Хабиба осмотрелась. Вокруг ни живой души. Может, никаких немцев и не было?

День прошел в ожиданиях и тревоге. Из дома никто не выходил. Апчара хотела сбегать к Бекану что-нибудь разузнать, но Ирина не пустила.

На другой день рано утром Хабиба еще не успела приготовить завтрак, а Ирина и Апчара хлопотали около Даночки, когда раздалась очередь из автомата и с крыши посыпалась битая черепица.

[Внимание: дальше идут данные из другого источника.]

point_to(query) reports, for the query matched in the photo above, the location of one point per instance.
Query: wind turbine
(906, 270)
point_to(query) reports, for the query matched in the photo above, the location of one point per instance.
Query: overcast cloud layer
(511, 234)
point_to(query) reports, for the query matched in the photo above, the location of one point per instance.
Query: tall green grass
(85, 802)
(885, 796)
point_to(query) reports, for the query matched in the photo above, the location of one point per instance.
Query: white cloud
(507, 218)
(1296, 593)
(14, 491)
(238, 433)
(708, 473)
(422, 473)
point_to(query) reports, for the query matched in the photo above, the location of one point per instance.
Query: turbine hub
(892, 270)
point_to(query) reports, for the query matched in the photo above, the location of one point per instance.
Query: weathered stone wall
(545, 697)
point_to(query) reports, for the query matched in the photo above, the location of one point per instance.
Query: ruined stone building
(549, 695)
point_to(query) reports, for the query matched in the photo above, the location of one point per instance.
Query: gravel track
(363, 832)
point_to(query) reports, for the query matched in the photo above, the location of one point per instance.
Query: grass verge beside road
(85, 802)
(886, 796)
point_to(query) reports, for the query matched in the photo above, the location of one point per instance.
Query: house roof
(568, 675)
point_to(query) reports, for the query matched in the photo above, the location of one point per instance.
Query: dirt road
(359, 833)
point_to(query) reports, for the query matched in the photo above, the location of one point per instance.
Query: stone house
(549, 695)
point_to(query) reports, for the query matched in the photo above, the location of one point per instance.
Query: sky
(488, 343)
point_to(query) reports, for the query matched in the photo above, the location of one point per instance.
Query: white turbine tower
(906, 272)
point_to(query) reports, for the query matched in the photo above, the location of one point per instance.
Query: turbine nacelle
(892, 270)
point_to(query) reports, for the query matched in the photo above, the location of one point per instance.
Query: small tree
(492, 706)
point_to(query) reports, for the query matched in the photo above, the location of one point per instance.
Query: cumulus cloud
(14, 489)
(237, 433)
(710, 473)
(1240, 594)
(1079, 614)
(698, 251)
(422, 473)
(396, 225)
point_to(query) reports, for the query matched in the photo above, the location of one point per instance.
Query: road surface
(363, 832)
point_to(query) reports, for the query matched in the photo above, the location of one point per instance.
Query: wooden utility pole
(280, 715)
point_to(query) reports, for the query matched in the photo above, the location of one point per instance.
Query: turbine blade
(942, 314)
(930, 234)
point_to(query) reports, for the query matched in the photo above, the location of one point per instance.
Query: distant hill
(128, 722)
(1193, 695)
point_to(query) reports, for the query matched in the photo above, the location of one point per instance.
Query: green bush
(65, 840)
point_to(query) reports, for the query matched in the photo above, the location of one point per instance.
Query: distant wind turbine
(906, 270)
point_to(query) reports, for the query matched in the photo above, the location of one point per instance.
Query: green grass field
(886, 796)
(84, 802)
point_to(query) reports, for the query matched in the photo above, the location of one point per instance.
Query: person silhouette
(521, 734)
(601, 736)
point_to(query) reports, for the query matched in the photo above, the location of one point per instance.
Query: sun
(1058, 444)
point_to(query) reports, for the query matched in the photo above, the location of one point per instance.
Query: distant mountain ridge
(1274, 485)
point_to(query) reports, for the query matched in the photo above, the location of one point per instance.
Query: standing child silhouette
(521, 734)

Хабиба вышла во двор. У ворот стоял человек, которого Хабиба узнала не сразу. На голове — немецкая фуражка, а одежда гражданская. Сентраль.

— Ты что, Сентраль? На голову напялил пакостную фуражку и воображаешь себя Гитлером? Чтоб тебя выволокли за ногу, как дохлую собаку! Зачем черепицу бьешь? Разве черепица сделала тебя убогим по уму? Забыл язык матери, говоришь выстрелами. — Хабиба обрушила на Сентраля поток слов.

— Советую тебе изучить этот язык. Иначе вас не добудишься. Разоспались. Скоро вам на вечный сон. Где твои красавицы? Зови их сюда, живо! Бургомистр приказал…

Хабиба еще не знала, что такое бургомистр и кто он.

— Пусть твой бургомистр сам идет сюда.

— Он придет по твою душу в свой срок. Где там Апчара? И эта, как ее, русская сноха? Пусть берут лопаты… Пойдут убирать трупы. Ну! Долго я буду ждать? — Сентраль дал очередь по трубе. По черепице посыпалась кирпичная крошка. — Трупы вздулись. Вонь такая, скоро весь аул задохнется. Живо!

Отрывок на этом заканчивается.